All politics is local.
Coincidentally once again, while coordinating commencement activities at Dudley House the following June, I was back watching Ted Kennedy. This time, just a couple of days after the California primary and the unofficial end of his presidential campaign and dreams, as he and Jacqueline Kennedy Onassis watched Caroline Kennedy receive her Harvard degree.
Life goes on.
Threats to Democracy
So, I have been watching this wonderful process play out for a long time, and this is not the first time that an election has been presented as a life-and-death choice – literally.
The democracy and I have lived through political violence and political assassinations and attempted assassinations —many where the assailant and target were not 3,000 miles apart.

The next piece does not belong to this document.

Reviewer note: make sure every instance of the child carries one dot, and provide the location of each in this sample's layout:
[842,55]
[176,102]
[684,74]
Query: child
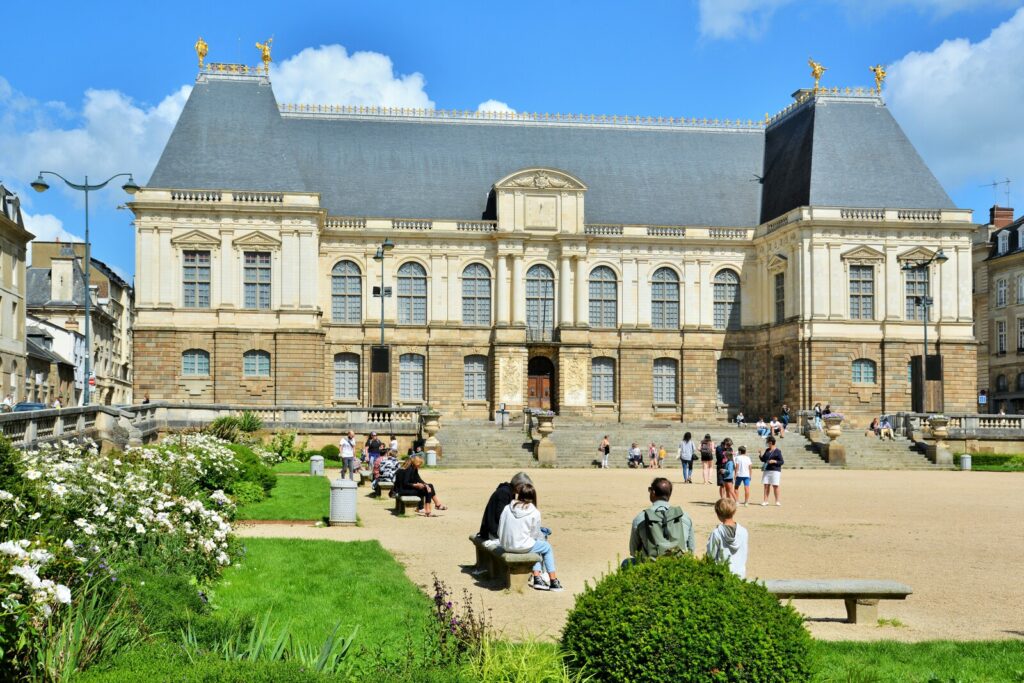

I have seen cities burn and die and rise from the ashes to be reborn – sometimes better, sometimes not.
I have seen one president resign in disgrace to avoid impeachment and two others choose disgrace and impeachment over resignation.
I have seen politicians and their spouses who entered public service with nothing or very little become millionaires through nothing more than their NIL. I have seen others who continue to fight the good fight after leaving office. And some who simply return home.
I have seen decades of one-party rule in Washington when compromise was a necessity, and democracy seemed to flourish. And there was no need for me to care about a Senate election in Pennsylvania. Although, coincidentally, no never mind.
And I have seen recent decades where the situation in Washington has degenerated into a continuous two-party struggle not for democracy, but for power, absolute power – where every biennium is a death match.
I have felt that my options were one vision of the future that reads like 1984 and one that reads like a Brave New World. Choose your own dystopia.
I have learned enough about propaganda to be very skeptical and wary of the side (whichever it is at the time) that is screaming the loudest that their opponent is a threat to democracy.
But in the back of my mind, I remember about the boy who cried wolf. Sometimes there is a wolf.
What can I do?
I’ll cast my absentee ballot.
Because the ballot IS democracy.
All politics is local. And preserving democracy is local – it takes place in every town and city and county from sea to shining sea.
And I’ll push to get another Dunkin’ in town – or maybe that Baskin Robbins that never moved into the other half of the building.